Lipid-mediated impairment of axonal lysosome transport contributing to autophagic stress

ABSTRACT

Efficient degradation of autophagic vacuoles (AVs) generated at axon terminals by mature lysosomes enriched in the cell body represents an exceptional challenge that neurons face in maintaining cellular homeostasis. Here, we discuss our recent findings revealing a lipid-mediated impairment of lysosome transport to distal axons contributing to axonal AV accumulation in the neurodegenerative lysosomal storage disorder Niemann-Pick disease type C (NPC).
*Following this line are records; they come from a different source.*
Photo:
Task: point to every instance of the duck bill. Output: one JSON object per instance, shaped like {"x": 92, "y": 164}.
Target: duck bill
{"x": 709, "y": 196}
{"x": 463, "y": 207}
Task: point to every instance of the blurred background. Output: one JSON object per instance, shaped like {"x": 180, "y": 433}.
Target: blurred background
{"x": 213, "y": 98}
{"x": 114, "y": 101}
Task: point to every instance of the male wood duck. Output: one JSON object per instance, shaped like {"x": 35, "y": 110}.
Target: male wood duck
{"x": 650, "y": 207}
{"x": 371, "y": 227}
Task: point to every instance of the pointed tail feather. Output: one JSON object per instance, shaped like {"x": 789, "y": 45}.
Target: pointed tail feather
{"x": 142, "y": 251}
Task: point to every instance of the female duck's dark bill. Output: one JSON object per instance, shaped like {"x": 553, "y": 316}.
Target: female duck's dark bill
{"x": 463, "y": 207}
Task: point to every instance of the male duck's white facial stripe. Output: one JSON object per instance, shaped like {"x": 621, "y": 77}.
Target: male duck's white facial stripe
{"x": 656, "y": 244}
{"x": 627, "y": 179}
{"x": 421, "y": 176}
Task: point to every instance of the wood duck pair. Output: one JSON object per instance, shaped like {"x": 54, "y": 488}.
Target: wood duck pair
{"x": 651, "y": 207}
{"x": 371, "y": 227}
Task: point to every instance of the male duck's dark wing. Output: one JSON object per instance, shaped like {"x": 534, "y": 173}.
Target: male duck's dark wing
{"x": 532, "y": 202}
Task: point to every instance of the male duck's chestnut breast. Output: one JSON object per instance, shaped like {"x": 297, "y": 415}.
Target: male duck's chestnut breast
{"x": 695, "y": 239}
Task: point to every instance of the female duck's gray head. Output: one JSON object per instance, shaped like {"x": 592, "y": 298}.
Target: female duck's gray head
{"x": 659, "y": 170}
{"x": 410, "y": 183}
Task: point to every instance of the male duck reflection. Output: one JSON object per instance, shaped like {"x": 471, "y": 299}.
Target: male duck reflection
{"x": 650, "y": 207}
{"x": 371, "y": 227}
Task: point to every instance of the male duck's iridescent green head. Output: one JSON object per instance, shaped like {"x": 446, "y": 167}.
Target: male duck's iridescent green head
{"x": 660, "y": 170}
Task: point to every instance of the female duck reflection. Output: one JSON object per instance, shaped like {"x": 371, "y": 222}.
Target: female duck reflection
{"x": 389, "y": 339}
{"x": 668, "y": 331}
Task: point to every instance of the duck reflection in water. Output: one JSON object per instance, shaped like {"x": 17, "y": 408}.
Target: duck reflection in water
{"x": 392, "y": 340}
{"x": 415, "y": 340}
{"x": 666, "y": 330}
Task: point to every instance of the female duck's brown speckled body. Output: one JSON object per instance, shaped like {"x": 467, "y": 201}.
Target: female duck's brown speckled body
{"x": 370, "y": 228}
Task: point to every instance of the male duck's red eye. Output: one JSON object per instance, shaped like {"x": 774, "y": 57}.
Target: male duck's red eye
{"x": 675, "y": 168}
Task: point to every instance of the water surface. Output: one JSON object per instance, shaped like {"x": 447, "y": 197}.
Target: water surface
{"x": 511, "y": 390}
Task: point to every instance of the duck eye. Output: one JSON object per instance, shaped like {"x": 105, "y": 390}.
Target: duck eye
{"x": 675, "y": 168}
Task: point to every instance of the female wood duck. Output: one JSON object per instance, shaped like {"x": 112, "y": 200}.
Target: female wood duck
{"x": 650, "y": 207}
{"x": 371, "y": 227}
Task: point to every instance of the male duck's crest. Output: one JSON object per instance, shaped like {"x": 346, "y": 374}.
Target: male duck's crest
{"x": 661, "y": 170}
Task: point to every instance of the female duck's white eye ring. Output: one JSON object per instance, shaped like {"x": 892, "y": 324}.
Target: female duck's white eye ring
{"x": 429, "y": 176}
Using transmission electron microscopy, we observed a striking buildup of endocytic and autophagic organelles in NPC dystrophic axons, indicating defects in the clearance of organelles destined for lysosomal degradation. We further revealed that elevated cholesterol on NPC lysosome membranes abnormally sequesters motor-adaptors of axonal lysosome delivery, resulting in impaired anterograde lysosome transport into distal axons that disrupts maturation of axonal AVs during their retrograde transport route. Together, our study demonstrates a mechanism by which altered membrane lipid composition compromises axonal lysosome trafficking and positioning and shows that lowering lysosomal lipid levels rescues lysosome transport into NPC axons, thus reducing axonal autophagic stress at early stages of NPC disease.

KEYWORDS:

• Autophagy
• axonal dystrophy
• axonal transport
• cholesterol
• kinesin
• lipid
• lysosomal storage disorder
• lysosome
• neurodegeneration
• Niemann-Pick disease type C

Lysosomes receive and degrade macromolecules from multiple membrane trafficking routes including the endocytic and autophagic pathways. Given their highly polarized morphology, neurons require efficient macroautophagic/autophagic and endolysosomal trafficking and maturation to maintain effective clearance capacities throughout the cell. In axons, endocytic and autophagic cargos move along a retrograde transport route toward the cell body, where biosynthetic and degradative compartments are relatively enriched. One intriguing feature of axonal autophagy is the observation that autophagosomes mature and become increasingly acidified as they travel from distal to proximal. This process is thought to promote encounters with endolysosomes, thereby facilitating maturation and clearance of autophagic cargo. Axonal accumulation of autophagosomes and lysosome-like organelles characterizes the early stages of several neurodegenerative diseases, highlighting the importance of axonal organelle trafficking to neuron survival. However, the impact of lysosome anterograde transport and positioning on axonal dystrophy and its contribution to the pathogenesis of neurodegenerative diseases remain largely unknown.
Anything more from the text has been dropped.